Acórdão nº 00343/03 de Tribunal Central Administrativo Sul, 05 de Abril de 2005 (caso NULL)

Magistrado ResponsávelCasimiro Gonçalves
Data da Resolução05 de Abril de 2005
EmissorTribunal Central Administrativo Sul

RELATÓRIO 1.1. L..., com os sinais dos autos, recorre da sentença que, proferida pelo Mmo. Juiz da 2ª secção do 1º Juízo do então TT de 1ª instância do Porto, lhe julgou improcedente a impugnação judicial que deduzira contra a liquidação adicional de IRS do ano de 1991 e correspondentes juros compensatórios, tudo no montante de 29.048.947$00.

1.2. Alegou o recurso e termina formulando as Conclusões seguintes:

  1. A douta sentença sob recurso incorre em erro de julgamento da matéria de facto ao não dar como provado que na data da outorga da escritura que formaliza o contrato de trespasse (23/02/90) foi também celebrado contrato promessa de trespasse em que figuram como promitente trespassante a ora recorrente e como promitentes trespassários M...e A....
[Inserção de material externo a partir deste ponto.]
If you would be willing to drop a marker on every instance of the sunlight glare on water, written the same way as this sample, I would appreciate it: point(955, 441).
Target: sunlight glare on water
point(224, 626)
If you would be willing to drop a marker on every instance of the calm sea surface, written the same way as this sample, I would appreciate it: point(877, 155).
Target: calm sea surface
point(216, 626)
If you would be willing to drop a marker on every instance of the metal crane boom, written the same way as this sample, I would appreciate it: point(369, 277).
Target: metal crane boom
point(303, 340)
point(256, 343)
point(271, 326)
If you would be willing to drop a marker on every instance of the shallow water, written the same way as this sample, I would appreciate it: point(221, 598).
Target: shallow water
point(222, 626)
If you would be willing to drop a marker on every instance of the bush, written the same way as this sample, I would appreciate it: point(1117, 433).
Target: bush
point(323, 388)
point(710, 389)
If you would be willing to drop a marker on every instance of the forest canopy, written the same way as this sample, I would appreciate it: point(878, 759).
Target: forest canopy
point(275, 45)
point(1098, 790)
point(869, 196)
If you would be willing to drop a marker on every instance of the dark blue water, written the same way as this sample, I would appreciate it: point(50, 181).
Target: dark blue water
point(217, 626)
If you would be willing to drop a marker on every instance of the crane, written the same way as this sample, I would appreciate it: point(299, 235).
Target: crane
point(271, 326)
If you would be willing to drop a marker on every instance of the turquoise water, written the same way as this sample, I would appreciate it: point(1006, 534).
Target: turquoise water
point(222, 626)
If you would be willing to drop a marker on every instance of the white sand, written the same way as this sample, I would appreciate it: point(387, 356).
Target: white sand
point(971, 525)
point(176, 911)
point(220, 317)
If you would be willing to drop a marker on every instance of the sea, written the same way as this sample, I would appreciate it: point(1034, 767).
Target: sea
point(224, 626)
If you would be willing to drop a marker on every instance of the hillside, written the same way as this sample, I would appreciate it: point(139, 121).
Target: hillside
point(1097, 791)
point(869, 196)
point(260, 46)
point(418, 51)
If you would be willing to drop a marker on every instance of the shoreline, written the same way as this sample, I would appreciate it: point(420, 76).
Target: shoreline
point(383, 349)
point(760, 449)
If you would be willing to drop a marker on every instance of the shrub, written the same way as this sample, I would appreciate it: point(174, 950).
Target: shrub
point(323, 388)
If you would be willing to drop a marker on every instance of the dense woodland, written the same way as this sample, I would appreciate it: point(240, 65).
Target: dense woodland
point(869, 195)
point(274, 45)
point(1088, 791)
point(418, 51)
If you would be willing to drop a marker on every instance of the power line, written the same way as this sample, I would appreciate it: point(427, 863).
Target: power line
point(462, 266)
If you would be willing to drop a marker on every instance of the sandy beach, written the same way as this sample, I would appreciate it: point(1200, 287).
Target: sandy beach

  2. A douta sentença sob recurso incorre igualmente em erro de julgamento da matéria de facto ao não dar expressamente como provado que na mesma data de 23/02/90 foi subscrita pela impugnante e pelo seu marido, de um lado, e pelos referidos Fernanda e António, do outro, declaração em que todos os declarantes "reconhecem expressamente que a propriedade real da aludida farmácia pertence exclusivamente" a M...e A... "que dela poderão dispor livremente e para quem entenderem".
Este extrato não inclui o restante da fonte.